Entering edit mode
5.5 years ago
piotr.majewski
•
0
Dear All,
I've recently encountered some issues with Unicycler assembly. I've tried to perform hybrid assembly with use of
1) trimmed Illumina reads (R1+R2); format: fastqsanger.gz
2) nanopore reads; format: fasqsanger
Unicycler readily deals with individual assembly of either Illumina or Nanopore reads. However, it fails to generate hybrid assembly. Any suggestions?
thanks in advance,
Piotr
PS here is the error report
tput: No value for $TERM and no -T specified
tput: No value for $TERM and no -T specified
tput: No value for $TERM and no -T specified
/pylon5/mc48nsp/xcgalaxy/main/staging/23588931/command.sh: line 95:
38467 Segmentation fault
(core dumped) unicycler -t
"${GALAXY_SLOTS:-4}" -o ./ --verbosity 3 --pilon_path $pilon -1'fq1.fastq.gz' -2 'fq2.fastq.gz' -l lr.fastq --mode 'conservative' --min_fasta_length '100' --linear_seqs '0' --min_kmer_frac '0.2' --max_kmer_frac '0.95' --kmer_count '10' --depth_filter '0.25' --start_gene_id '90.0' --start_gene_cov '95.0' --min_polish_size '1000' --min_component_size '1000' --min_dead_end_size '1000' --scores '3,-6,-5,-2'
How much memory have you got available?
I am currently using 46.5 GB out of total 250.0 GB space.

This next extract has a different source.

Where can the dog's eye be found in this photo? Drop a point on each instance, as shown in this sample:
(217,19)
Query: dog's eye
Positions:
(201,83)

By memory, I mean RAM, not disk storage.
I've forgot to mention that I am running analyses on Galaxy server.
16GB RAM will be enough to run it offline?
How big are the files, and what size genome are you expecting?
A seg fault suggests you perhaps don’t have enough memory for doing the hybrid assembly, but it works with the 2 datasets on their own as less memory is required. I would be surprised if 16GB is sufficient, but it’s entirely genome/data dependent.
I am expecting genome somewhere around 5 Mb.
In case of input files, nanopore data is quite extensive
1) long reads - 2.3 Gb
2) short reads R1 - 0.17 Gb
3) short reads R2 - 0.16 Gb
I suspect that may be too much data for your local machine. I don’t know what a typical Galaxy RAM allowance is. Presumably it’s dependent on the hosting server.
It might be interesting to try and randomly downsample the reads to see if you can reach a point where it runs, assuming it’s not some other issue.
Alternatively there are assembly + polishing workflows you could try, where you assemble the nanopore data first and then error correct with illumina. This might reduce the burden of having too much data being processed at once.